Reputation: 1999
Consider the following query...
SELECT
*
,CAST(
(CurrentSampleDateTime - PreviousSampleDateTime) AS FLOAT
) * 24.0 * 60.0 AS DeltaMinutes
FROM
(
SELECT
C.SampleDateTime AS CurrentSampleDateTime
,C.Location
,C.CurrentValue
,(
SELECT TOP 1
Previous.SampleDateTime
FROM Samples AS Previous
WHERE
Previous.Location = C.Location
AND Previous.SampleDateTime < C.SampleDateTime
ORDER BY Previous.SampleDateTime DESC
) AS PreviousSampleDateTime
FROM Samples AS C
) AS TempResults
Assuming all things being equal such as indexing, etc is this the most efficient way of achieving the above results? That is using a SubQuery to retrieve the last record?
Would I be better off creating a cursor that orders by Location, SampleDateTime and setting up variables for CurrentSampleDateTime and PreviousSampleDateTime...setting the Previous to the Current at the bottom of the while loop?
I'm not very good with CTE's is this something that could be accomplished more efficiently with a CTE? If so what would that look like?
I'm likely going to have to retrieve PreviousValue along with Previous SampleDateTime in order to get an average of the two. Does that change the results any.
Long story short what is the best/most efficient way of holding onto the values of a previous record if you need to use those values in calculations on the current record?
----UPDATE I should note that I have a clustered index on Location, SampleDateTime, CurrentValue so maybe that is what is affecting the results more than anything.
with 5,591,571 records my query (the one above) on average takes 3 mins and 20 seconds
The CTE that Joachim Isaksson below on average is taking 5 mins and 15 secs.
Maybe it's taking longer because it's not using the clustered index but is using the rownumber for the joins?
I started testing the cursor method but it's already at 10 minutes...so no go on that one.
I'll give it a day or so but think I will accept the CTE answer provided by Joachim Isaksson just because I found a new method of getting the last row.

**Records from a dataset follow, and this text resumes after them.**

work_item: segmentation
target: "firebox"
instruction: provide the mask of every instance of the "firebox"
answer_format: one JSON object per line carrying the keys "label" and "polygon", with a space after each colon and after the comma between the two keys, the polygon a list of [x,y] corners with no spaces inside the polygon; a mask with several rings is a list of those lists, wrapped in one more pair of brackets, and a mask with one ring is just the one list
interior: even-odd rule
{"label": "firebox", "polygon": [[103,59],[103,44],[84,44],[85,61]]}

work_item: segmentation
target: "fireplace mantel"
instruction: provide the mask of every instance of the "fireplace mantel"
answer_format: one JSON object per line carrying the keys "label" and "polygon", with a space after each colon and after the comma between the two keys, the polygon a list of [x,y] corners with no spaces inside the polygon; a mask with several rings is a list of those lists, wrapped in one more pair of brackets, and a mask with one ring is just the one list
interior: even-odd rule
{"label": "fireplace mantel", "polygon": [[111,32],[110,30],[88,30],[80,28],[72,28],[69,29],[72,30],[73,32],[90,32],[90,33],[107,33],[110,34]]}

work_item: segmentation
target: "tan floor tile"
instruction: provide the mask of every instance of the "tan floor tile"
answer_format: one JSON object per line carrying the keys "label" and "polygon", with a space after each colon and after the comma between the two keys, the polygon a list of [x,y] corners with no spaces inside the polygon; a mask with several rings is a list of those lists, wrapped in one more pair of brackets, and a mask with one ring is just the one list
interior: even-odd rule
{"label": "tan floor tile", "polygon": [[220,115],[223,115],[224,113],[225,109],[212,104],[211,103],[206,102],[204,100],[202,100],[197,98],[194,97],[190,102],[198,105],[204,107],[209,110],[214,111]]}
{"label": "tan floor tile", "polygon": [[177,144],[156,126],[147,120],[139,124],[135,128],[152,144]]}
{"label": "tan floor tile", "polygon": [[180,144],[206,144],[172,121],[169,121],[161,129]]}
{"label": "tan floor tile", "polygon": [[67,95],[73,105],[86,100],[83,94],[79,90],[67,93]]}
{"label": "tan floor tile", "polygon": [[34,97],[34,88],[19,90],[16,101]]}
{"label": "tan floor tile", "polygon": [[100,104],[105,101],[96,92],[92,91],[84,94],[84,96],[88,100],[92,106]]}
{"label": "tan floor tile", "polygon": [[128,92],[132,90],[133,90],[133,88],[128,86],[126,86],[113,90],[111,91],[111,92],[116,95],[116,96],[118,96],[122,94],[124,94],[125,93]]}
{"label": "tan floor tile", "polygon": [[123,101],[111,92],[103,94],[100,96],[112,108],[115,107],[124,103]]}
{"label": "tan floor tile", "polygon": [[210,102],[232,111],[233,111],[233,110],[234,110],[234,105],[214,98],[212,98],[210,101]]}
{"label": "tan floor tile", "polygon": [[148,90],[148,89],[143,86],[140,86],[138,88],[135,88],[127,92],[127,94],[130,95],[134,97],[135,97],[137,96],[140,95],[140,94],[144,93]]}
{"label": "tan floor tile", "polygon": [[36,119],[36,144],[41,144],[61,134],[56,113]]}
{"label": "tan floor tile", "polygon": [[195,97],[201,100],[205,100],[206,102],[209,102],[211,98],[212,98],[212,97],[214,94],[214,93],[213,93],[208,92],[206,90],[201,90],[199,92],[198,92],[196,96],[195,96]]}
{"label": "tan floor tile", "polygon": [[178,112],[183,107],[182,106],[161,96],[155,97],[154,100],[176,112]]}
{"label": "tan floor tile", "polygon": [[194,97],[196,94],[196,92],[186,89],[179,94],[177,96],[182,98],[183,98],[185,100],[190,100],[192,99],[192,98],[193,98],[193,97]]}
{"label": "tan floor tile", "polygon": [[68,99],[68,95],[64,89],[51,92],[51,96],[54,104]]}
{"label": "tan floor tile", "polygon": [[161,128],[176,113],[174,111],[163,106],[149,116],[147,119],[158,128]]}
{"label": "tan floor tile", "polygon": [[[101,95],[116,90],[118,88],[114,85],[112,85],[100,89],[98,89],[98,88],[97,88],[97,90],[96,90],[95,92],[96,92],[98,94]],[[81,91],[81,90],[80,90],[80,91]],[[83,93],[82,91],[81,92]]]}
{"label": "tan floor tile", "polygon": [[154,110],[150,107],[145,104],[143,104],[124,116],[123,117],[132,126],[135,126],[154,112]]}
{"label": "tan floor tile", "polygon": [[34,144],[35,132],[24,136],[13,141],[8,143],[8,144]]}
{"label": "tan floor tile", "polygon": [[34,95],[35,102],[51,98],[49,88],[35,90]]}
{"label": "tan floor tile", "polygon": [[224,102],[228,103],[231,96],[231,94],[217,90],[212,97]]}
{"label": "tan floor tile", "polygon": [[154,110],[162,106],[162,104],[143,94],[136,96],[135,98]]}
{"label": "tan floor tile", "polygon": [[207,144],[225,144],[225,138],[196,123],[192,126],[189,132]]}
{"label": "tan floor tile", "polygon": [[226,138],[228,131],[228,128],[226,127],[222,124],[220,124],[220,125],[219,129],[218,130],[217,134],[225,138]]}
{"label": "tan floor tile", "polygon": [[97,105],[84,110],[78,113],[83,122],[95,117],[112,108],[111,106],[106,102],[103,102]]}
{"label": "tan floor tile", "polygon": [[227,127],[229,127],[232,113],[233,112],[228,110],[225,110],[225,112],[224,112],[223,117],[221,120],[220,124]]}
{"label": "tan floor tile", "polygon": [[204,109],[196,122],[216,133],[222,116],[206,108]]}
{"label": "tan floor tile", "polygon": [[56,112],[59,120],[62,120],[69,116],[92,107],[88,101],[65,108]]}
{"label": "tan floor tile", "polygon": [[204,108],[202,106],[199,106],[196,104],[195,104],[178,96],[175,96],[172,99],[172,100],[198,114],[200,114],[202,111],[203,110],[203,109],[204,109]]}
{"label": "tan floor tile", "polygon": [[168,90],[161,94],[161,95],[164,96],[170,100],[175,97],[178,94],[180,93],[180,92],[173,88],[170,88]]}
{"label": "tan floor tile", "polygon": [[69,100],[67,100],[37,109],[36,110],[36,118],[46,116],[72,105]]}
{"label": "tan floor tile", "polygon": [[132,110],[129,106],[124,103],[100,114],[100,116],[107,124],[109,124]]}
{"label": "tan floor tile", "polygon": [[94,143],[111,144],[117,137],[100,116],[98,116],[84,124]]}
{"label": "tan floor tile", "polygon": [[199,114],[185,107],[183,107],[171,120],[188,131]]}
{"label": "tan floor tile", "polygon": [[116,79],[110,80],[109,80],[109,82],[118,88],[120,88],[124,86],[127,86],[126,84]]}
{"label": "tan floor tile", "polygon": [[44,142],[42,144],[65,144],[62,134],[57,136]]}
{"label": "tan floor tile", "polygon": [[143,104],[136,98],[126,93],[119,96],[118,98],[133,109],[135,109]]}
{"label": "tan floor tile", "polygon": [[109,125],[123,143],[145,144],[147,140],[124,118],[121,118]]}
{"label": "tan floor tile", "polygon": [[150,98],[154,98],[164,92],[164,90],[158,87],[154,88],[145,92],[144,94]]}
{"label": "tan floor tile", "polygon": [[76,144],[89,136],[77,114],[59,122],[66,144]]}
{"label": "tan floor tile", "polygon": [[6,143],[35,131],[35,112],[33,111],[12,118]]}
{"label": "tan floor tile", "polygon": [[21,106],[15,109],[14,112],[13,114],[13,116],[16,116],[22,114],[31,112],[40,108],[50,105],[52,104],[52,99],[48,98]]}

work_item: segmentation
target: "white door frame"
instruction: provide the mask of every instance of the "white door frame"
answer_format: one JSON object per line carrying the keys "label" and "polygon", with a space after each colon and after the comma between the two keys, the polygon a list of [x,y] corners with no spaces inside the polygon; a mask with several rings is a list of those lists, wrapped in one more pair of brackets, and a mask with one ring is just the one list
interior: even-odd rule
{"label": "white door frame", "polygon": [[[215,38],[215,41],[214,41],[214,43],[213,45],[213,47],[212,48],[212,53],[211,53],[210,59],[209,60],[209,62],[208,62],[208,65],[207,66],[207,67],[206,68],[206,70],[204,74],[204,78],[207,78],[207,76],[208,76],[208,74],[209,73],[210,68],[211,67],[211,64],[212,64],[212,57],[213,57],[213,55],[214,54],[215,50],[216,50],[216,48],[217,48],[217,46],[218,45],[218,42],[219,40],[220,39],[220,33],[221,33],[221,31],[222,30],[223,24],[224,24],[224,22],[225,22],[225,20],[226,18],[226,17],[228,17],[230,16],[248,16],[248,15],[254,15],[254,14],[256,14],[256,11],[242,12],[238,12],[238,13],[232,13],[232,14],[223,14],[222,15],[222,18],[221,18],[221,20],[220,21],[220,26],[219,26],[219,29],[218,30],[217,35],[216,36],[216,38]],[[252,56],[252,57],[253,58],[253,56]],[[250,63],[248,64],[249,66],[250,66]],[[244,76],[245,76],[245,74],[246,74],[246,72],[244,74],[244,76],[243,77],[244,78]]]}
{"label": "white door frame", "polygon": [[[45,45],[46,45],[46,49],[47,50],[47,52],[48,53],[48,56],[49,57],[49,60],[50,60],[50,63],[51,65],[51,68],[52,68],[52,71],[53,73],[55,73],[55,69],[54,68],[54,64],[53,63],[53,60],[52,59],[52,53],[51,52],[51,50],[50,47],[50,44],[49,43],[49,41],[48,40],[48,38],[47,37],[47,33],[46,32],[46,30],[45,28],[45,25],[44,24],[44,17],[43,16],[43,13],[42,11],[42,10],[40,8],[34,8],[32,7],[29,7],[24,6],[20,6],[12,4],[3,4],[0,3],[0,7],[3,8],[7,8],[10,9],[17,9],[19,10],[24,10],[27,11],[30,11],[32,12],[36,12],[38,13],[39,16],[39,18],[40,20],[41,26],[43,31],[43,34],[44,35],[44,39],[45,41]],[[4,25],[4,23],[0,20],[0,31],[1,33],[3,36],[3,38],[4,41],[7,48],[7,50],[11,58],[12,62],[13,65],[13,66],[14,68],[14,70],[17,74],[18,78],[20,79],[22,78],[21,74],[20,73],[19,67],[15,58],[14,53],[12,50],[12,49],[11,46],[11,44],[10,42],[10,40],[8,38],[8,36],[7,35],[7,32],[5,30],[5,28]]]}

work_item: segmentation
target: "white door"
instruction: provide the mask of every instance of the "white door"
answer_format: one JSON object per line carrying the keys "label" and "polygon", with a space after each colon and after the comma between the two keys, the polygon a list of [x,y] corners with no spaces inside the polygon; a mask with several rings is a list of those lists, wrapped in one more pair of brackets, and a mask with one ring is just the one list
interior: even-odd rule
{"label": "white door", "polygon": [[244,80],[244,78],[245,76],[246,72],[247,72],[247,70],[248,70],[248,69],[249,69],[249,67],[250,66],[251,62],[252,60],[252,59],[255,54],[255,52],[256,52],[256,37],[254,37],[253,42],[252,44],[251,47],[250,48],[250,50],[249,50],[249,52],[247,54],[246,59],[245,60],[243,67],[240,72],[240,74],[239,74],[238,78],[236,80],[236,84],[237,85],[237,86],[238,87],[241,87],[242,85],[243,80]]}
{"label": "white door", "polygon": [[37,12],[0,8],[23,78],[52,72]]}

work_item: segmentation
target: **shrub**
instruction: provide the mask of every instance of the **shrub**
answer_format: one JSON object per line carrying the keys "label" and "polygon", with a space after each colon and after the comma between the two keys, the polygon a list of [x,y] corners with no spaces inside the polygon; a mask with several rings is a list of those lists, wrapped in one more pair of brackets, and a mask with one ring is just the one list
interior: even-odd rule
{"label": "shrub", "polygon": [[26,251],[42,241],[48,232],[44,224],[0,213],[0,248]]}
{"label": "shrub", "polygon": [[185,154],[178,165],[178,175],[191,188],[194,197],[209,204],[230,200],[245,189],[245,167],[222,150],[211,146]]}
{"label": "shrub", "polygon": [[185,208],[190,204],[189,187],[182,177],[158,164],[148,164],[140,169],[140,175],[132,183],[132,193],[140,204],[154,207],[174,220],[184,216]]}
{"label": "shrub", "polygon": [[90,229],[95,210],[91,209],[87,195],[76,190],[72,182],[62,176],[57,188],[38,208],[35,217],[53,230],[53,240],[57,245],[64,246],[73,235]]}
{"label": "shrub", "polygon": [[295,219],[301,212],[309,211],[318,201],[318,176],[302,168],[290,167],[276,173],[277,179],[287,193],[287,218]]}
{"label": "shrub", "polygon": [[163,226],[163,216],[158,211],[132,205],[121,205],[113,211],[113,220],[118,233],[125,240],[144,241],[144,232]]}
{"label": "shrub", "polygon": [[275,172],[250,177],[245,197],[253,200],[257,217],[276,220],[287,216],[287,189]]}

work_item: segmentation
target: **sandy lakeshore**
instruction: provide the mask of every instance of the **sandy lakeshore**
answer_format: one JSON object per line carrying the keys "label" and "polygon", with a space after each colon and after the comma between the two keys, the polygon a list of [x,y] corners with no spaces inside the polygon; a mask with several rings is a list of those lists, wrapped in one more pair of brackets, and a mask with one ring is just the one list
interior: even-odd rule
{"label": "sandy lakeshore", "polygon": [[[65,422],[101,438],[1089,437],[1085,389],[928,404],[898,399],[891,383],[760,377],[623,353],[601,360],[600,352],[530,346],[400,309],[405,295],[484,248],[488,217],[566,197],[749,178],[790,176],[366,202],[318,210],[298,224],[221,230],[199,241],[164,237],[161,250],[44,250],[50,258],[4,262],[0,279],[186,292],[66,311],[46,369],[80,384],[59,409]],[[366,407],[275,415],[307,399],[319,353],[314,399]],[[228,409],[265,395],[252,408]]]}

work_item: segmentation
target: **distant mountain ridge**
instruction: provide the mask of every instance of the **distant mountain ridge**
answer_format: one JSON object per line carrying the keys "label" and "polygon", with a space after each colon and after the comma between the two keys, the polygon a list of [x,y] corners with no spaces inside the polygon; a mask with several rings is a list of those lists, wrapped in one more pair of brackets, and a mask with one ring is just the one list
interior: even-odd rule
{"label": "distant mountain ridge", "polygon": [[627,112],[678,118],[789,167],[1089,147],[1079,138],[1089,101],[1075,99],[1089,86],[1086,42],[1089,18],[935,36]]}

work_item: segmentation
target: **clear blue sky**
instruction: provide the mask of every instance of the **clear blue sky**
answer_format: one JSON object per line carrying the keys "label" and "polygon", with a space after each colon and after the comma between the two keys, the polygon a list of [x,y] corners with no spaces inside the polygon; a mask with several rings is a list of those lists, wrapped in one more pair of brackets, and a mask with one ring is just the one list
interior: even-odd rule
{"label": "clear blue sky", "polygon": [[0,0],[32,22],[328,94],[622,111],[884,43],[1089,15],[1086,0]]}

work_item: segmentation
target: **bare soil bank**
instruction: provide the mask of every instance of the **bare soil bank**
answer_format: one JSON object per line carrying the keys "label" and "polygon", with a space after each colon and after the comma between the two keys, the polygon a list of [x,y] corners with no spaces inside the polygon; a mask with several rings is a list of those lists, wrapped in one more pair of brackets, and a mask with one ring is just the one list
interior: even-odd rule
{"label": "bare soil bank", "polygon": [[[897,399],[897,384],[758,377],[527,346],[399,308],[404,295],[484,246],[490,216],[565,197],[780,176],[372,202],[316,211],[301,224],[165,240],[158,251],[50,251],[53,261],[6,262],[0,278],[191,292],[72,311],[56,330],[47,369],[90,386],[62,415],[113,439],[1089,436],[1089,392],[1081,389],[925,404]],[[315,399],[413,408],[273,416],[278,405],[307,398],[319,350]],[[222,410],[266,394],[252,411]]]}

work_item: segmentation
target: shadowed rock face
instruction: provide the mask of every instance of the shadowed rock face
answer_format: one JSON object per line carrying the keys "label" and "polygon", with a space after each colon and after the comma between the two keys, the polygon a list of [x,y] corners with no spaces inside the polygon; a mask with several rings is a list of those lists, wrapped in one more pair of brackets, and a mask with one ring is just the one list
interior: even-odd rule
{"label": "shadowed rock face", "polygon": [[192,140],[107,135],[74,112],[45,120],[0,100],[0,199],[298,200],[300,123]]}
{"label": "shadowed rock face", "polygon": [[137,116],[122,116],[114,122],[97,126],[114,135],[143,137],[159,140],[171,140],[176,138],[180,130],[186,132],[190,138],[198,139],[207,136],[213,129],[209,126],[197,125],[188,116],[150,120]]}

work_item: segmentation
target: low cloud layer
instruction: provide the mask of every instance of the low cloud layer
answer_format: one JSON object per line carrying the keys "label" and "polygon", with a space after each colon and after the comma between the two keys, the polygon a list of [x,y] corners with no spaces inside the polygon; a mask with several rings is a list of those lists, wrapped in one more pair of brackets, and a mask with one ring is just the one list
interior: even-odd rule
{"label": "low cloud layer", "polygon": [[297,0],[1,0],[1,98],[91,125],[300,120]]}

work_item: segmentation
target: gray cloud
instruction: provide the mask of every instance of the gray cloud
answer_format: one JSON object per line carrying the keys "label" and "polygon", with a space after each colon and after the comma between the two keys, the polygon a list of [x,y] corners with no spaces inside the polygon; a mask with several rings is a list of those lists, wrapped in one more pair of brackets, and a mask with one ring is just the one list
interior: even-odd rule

Can anyone concur that it's the index on Location, SampleDateTime, CurrentValue that is making the subquery method faster?
I don't have SQL Server 2012 so can't test the LEAD/LAG method. I'd bet that would be quicker than anything I've tried assuming Microsoft implemented that efficiently. Probably just have to swap a pointer to a memory reference at the end of each row.
Upvotes: 0
Views: 648
Reputation: 469
If you are using SQL Server 2012, you can use the LAG window function that retrieves the value of the specified column from the previous row. It returns null if there is no previous row.
SELECT
a.*,
CAST((a.SampleDateTime - LAG(a.SampleDateTime) OVER(PARTITION BY a.location ORDER BY a.SampleDateTime ASC)) AS FLOAT)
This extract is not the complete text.